2. `SELECT table_name, rows_loaded_last_run FROM dwh_control.extract_watermarks;` — non-zero for all incremental tables that have source data.
3. Row-count parity:
   ```sql
   -- on source (tracksolid_db, Coolify internal)
   SELECT COUNT(*) FROM tracksolid.position_history;
   -- on target (tracksolid_dwh @ 31.97.44.246:5888)
   SELECT COUNT(*) FROM bronze.position_history;
   ```
   Numbers should match ± rows inserted in the narrow window between the two queries.
4. **Geometry round-trip check:**
   ```sql
   SELECT ST_AsText(geom) FROM bronze.position_history LIMIT 5;
   -- should return valid POINT(lng lat) values, not NULL or garbage
   ```
5. **Rustfs audit:** `aws s3 ls s3://fleet-db/dwh/processed/` — 8 CSV files present (one per table), originals no longer in `exports/`.

### Steady-state verification (after 24h / 7 runs)
1. `SELECT table_name, NOW() - MAX(run_finished_at) FROM dwh_control.extract_runs WHERE status='loaded' GROUP BY 1;` — max lag < 3h 15min for every table.
2. `SELECT COUNT(*) FROM dwh_control.extract_runs WHERE status='failed';` — zero.
3. Grafana dashboard (to be added in a follow-up plan) shows freshness and row counts per table.

---

## Out of Scope (follow-up work)

- Silver/gold layer transformations (the DWH DDL defines schemas but no queries yet).
- Bronze schema evolution tooling (manual migrations are acceptable for one pipeline).
- Backfill of tables where webhooks aren't yet registered (OBD, fuel, temperature, LBS).
- Grafana dashboard panels for the DWH — worth its own spec once we have a week of data to design around.

---

## Open Questions (none blocking)

All design decisions resolved in the brainstorming session.
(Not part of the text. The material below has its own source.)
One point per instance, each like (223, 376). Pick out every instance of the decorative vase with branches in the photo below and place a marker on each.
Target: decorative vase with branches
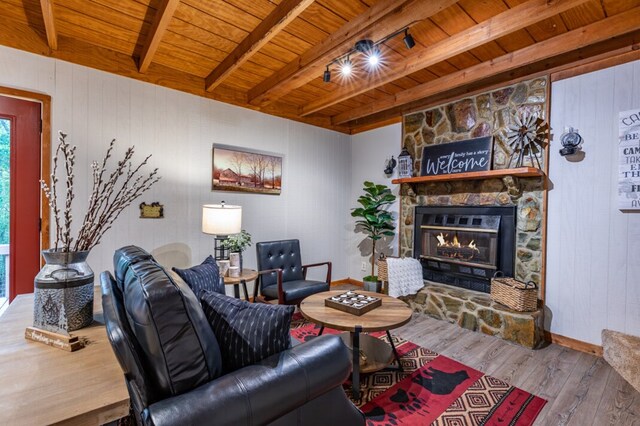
(111, 193)
(63, 296)
(375, 220)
Confirmed:
- Source: `tracksolid_db` on Coolify, reached via internal Docker network.
- Target: `tracksolid_dwh` at `31.97.44.246:5888` (public IP), schemas `bronze`/`silver`/`gold` + `dwh_control`.
- Trial connections already working in n8n.

If any endpoint/credential changes during implementation, those are n8n-credential updates only — no design change.